Mitte der 1870er Jahre in Lüdenscheid. Johannes, ambitionierter Graveurgeselle in einer Knopffabrik strebt seine Meisterprüfung an. In einer Zeit, da in der Stadt hauptsächlich Uniform- und Livreeknöpfe entworfen und produziert werden, bevorzugt er die Herstellung von anderer Bilderknöpfe. Entsprechend hat er sich für sein Meisterstück ein ungewöhnliches Motiv überlegt. Obwohl nur noch wenige Tage bis zur Abgabe bleiben, lässt er sich Zeit mit der Umsetzung. Zunächst jedenfalls.
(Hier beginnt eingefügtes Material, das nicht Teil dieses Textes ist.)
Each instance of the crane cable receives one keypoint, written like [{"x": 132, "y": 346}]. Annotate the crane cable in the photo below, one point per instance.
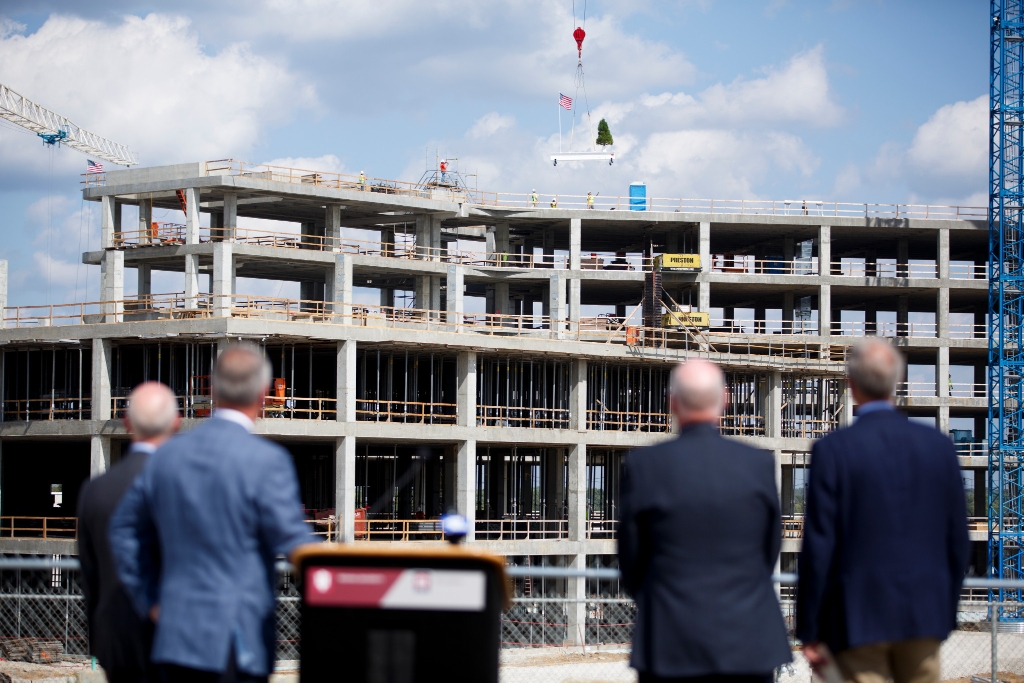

Ein Seufzer erfüllte die Werkstatt. Sechs Männer unterschiedlichen Alters hoben die Köpfe, neugierig, wer ihn wohl ausgestoßen hatte. Johannes biss sich auf die Lippe, dann warf er einen unschuldigen Blick in die Runde. Das durfte ihm als angehendem Meister nicht noch einmal passieren. Die einfachen und schlichten Wappen langweilten ihn, doch das sollte er sich nicht anmerken lassen. Zumal so kurz vor seiner Prüfung. Den Weg vom Gesellen zum Graveurmeister hatte er ja eingeschlagen, um kunstvoller arbeiten und mehr eigene Ideen entwickeln zu können. Auch jenseits von Wappenknöpfen für Uniformen und Livreen.

Zurzeit saß er abends lange an seinem Meisterstück: einem Prägewerkzeug für einen ganz besonderen, selbst entworfenen Modeknopf, sowie dem Gegenstück, dem Stanzwerkzeug. Tagsüber arbeitete er wie immer an Gravuren für Uniformknöpfe, die – zugegeben – auch recht anspruchsvoll sein konnten. Und natürlich wollte diese Arbeit auch erledigt sein, denn Knöpfe für Uniformen und Livreen waren schließlich das Hauptgeschäft der Fabrik. 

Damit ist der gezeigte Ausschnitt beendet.